SGAtools: one-stop analysis and visualization of array-based genetic interaction screens

Omar Wagih 1, Matej Usaj 1, Anastasia Baryshnikova 1,2, Benjamin VanderSluis 3, Elena Kuzmin 1,2, Michael Costanzo 1, Chad L Myers 3, Brenda J Andrews 1,2,*, Charles M Boone 1,2,*, Leopold Parts 1,*
PMCID: PMC3692131  PMID: 23677617

Abstract

Screening genome-wide sets of mutants for fitness defects provides a simple but powerful approach for exploring gene function, mapping genetic networks and probing mechanisms of drug action. For yeast and other microorganisms with global mutant collections, genetic or chemical-genetic interactions can be effectively quantified by growing an ordered array of strains on agar plates as individual colonies, and then scoring the colony size changes in response to a genetic or environmental perturbation. To do so, requires efficient tools for the extraction and analysis of quantitative data. Here, we describe SGAtools (http://sgatools.ccbr.utoronto.ca), a web-based analysis system for designer genetic screens. SGAtools outlines a series of guided steps that allow the user to quantify colony sizes from images of agar plates, correct for systematic biases in the observations and calculate a fitness score relative to a control experiment. The data can also be visualized online to explore the colony sizes on individual plates, view the distribution of resulting scores, highlight genes with the strongest signal and perform Gene Ontology enrichment analysis.

INTRODUCTION

Screening for genetic or chemical-genetic interactions, which occur when a genetic or chemical perturbation leads to an extreme phenotype, provides a simple but powerful approach for revealing gene function and discovering the mode of action of bioactive molecules (1,2). In yeast, genome-scale reagents, such as the set of ∼5000 viable deletion mutants (3), collections of conditional temperature-sensitive mutants (4,5) and gene overexpression libraries (6,7), represent powerful resources for these screens. High-throughput methods for manipulating such arrays in yeast and other microorganisms have enabled automation of genetics in these model systems and often use colony size as a proxy for cell growth to infer a genetic interaction (1,8,9). The raw data can be a detailed movie, from which a growth curve is derived (10–12), but the most basic format is as a static plate image, which, somewhat surprisingly, is incredibly rich in functional information.

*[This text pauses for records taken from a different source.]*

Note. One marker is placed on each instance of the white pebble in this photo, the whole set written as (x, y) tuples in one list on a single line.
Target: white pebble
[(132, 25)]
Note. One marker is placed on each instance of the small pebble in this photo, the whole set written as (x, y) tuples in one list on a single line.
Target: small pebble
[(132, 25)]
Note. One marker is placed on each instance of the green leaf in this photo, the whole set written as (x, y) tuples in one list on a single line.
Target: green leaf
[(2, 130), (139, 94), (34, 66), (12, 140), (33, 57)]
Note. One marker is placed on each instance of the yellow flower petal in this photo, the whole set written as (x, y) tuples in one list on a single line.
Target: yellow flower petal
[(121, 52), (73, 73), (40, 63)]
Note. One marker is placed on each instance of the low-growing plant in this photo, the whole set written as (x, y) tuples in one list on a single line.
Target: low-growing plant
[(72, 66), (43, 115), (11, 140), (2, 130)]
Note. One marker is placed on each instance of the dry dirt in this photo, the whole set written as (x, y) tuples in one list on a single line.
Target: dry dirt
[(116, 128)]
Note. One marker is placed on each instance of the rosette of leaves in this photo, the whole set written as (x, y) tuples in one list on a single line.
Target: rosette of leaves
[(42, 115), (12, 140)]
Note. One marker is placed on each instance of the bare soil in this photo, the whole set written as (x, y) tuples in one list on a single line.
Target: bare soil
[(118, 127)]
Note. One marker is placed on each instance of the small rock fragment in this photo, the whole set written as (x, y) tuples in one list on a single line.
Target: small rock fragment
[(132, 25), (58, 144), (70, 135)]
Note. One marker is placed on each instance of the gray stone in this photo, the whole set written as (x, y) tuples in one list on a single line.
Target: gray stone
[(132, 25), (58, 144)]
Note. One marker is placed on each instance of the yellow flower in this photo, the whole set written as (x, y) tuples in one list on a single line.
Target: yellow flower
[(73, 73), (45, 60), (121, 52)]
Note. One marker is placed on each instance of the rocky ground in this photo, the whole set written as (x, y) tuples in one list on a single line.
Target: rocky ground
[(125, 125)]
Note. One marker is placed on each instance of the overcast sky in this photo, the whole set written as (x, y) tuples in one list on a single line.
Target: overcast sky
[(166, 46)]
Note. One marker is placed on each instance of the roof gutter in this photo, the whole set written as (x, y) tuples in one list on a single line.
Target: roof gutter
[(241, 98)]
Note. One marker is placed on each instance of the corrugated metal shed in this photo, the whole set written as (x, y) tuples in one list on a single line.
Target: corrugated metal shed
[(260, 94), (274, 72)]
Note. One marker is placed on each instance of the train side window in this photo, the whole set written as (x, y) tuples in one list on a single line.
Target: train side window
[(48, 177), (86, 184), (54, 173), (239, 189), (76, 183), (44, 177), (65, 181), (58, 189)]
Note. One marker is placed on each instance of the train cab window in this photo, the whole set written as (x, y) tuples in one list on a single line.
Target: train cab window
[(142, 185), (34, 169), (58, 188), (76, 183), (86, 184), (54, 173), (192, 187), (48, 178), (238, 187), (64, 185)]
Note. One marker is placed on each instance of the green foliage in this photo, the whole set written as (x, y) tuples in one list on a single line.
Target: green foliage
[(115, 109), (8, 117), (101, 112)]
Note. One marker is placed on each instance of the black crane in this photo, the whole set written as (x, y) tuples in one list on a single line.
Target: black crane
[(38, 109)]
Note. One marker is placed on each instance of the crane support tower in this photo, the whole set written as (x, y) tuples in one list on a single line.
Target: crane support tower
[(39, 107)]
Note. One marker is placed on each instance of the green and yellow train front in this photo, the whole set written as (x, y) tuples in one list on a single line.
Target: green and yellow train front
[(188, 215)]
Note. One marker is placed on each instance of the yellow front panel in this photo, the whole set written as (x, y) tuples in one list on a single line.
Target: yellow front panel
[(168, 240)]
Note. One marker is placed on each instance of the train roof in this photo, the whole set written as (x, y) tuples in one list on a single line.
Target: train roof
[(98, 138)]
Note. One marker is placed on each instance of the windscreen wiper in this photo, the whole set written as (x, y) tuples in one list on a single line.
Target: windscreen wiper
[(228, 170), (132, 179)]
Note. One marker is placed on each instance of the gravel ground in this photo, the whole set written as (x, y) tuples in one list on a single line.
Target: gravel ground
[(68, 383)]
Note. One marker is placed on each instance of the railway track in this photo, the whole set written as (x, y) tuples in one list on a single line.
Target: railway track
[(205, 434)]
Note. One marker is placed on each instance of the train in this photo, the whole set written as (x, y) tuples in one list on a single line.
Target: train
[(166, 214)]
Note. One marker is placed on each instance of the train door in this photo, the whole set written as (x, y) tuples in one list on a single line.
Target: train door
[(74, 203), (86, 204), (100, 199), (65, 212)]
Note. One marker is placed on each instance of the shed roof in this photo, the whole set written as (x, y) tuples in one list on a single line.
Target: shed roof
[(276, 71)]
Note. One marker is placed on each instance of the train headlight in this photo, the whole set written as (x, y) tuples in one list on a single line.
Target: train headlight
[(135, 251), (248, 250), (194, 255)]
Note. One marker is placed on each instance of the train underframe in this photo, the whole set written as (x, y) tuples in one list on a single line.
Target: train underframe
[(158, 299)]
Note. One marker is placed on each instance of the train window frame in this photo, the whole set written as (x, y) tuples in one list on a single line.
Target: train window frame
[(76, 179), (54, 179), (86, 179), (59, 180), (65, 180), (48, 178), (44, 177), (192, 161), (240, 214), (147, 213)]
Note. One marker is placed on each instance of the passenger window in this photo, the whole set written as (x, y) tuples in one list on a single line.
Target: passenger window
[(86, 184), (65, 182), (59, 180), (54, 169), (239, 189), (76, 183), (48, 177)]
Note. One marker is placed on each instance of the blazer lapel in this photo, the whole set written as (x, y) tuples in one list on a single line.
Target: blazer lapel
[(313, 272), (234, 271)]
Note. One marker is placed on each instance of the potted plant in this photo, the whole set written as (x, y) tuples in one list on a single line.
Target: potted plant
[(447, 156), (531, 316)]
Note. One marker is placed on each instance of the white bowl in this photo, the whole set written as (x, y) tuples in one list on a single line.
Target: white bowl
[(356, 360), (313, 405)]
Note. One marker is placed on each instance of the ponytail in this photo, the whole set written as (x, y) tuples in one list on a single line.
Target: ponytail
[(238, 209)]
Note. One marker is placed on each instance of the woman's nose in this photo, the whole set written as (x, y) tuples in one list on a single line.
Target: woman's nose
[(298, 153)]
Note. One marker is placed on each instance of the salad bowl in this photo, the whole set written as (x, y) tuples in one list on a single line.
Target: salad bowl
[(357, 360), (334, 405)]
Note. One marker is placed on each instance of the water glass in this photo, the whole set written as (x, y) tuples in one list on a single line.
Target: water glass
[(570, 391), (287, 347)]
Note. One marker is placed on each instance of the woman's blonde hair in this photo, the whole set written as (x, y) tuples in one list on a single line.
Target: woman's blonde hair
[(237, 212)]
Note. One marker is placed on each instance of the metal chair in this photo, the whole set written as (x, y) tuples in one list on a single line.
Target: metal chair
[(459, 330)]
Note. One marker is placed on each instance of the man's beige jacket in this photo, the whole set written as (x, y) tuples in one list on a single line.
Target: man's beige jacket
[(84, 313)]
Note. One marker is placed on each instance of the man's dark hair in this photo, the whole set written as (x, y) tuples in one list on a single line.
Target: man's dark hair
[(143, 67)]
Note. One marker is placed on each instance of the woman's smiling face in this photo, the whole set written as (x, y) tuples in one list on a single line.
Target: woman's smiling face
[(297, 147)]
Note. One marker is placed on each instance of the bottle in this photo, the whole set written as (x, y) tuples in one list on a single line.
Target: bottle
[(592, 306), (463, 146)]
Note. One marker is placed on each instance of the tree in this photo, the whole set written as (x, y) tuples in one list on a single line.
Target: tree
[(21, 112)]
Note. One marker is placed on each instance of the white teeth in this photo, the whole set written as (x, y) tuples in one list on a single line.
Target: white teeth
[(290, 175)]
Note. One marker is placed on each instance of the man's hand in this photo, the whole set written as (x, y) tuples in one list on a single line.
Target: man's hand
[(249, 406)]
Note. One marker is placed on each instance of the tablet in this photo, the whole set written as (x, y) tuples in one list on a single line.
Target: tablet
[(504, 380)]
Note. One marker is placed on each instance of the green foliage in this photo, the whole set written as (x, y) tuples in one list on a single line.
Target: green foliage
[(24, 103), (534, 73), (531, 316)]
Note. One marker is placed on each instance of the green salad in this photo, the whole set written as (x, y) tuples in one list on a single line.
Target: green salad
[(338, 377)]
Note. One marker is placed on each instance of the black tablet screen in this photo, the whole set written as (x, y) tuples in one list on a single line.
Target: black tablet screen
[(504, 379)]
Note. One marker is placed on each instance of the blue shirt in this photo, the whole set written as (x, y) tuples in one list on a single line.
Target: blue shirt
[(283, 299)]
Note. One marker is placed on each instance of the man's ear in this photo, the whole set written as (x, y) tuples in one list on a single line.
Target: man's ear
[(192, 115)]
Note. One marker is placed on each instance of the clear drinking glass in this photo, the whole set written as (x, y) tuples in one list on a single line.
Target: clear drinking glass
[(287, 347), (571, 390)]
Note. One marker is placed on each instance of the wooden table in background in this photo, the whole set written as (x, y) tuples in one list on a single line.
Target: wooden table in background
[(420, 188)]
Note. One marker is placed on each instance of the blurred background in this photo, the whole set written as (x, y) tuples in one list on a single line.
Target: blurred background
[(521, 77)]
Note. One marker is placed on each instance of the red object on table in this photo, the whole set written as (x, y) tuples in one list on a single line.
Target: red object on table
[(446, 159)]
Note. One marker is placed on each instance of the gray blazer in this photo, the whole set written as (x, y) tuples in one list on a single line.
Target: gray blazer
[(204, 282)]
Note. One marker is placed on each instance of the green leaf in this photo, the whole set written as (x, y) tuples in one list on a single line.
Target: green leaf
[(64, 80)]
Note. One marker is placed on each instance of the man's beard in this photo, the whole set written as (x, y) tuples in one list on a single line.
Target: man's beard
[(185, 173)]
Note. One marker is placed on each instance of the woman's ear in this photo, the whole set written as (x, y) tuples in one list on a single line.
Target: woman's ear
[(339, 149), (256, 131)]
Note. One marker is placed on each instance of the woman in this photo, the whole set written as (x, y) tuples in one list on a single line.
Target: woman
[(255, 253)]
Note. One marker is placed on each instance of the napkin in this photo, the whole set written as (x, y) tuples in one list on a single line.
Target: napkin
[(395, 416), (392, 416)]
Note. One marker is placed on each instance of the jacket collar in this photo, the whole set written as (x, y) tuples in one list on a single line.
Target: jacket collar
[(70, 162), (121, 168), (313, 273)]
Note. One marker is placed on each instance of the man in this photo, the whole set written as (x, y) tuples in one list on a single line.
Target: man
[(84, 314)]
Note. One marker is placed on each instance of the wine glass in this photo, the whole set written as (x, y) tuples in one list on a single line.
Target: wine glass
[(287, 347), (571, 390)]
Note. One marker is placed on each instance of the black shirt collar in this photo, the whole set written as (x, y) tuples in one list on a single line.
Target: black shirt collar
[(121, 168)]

However, individual colonies on plates are subject to positional effects, and thus, plate images require further processing and statistical analyses to extract meaningful biological insights (13).

Projects aimed at large-scale screening for genetic interactions have identified several sources of experimental error, which led to the development of analysis methods that are tailored to the resulting large data sets. For example, we have successfully applied Synthetic Genetic Array (SGA) (14) analysis to ascertain the effects of ∼5 million double gene deletions in yeast (1). A number of the best practices emerging from analysis of these data cannot be implemented directly for smaller screens, as they rely on a large assembly of controls and estimating biases from hundreds of different experiments to correct for systematic experimental errors. Moreover, other available methods are shared as code only (15–17), which may rely on obtaining expensive software licenses, a somewhat steep learning curve to compile and use the published code, or do not include all the analysis steps in a single web-based interface, making them less accessible. Consequently, laboratories that are interested in performing and analyzing a relatively small number of customized screens, such as those designed for detailed analysis of specific pathways, are lacking user-friendly data analysis solutions. Here, we present SGAtools, a simple complete solution for analyzing static image-based screens of ordered arrays of microbial cultures. SGAtools is an easy-to-use website that implements state-of-the-art normalization and quantification methods and includes some basic tools useful for visualizing the data.

SGATOOLS WEB SERVER

SGAtools is a publicly available web server for common analysis tasks associated with low- to medium-throughput genetic screens. It comprises three independent tools that are combined into one pipeline (Figure 1a). First, raw digital images from the screen are processed to produce colony size measurements in a simple tab-delimited format. Second, the colony sizes are normalized to account for common biases that affect growth (13) and optionally scored to produce a measure of genetic interaction strength. Finally, the data and scores can be visualized interactively and tested for GO term enrichment (18). Results of the analyses can be downloaded after any of the steps. >

Figure 1.

Figure 1.

The SGAtools analysis pipeline. (a) Plate images are analyzed to produce raw colony size measurements, which are then normalized and scored. The scores can further be visualized and selected genes tested for enrichment in GO terms. Heatmap and histogram images of the steps are examples of the data analysis page output. (b) Three important biases in colony size measurements are corrected in SGAtools: (i) The plate effect accounts for differences in average colony size between plates; (ii) the row/column effect corrects for the outside colonies having more access to nutrients; and (iii) the spatial effect takes care of uneven thickness of medium in the plate.

IMAGE ANALYSIS

The primary, and perhaps the most challenging, task associated with genetic screen analysis is quantifying colony sizes based on images taken of solid agar plates (10,11,19). We incorporated a modified version of the HT colony grid analyzer (20) in SGAtools. In brief, we rotate the plate image to make the rows of colonies horizontal, fit a grid based on the pixel intensities in the color channel with the highest contrast to find the colonies and count the foreground pixels at every grid node to produce colony size measures.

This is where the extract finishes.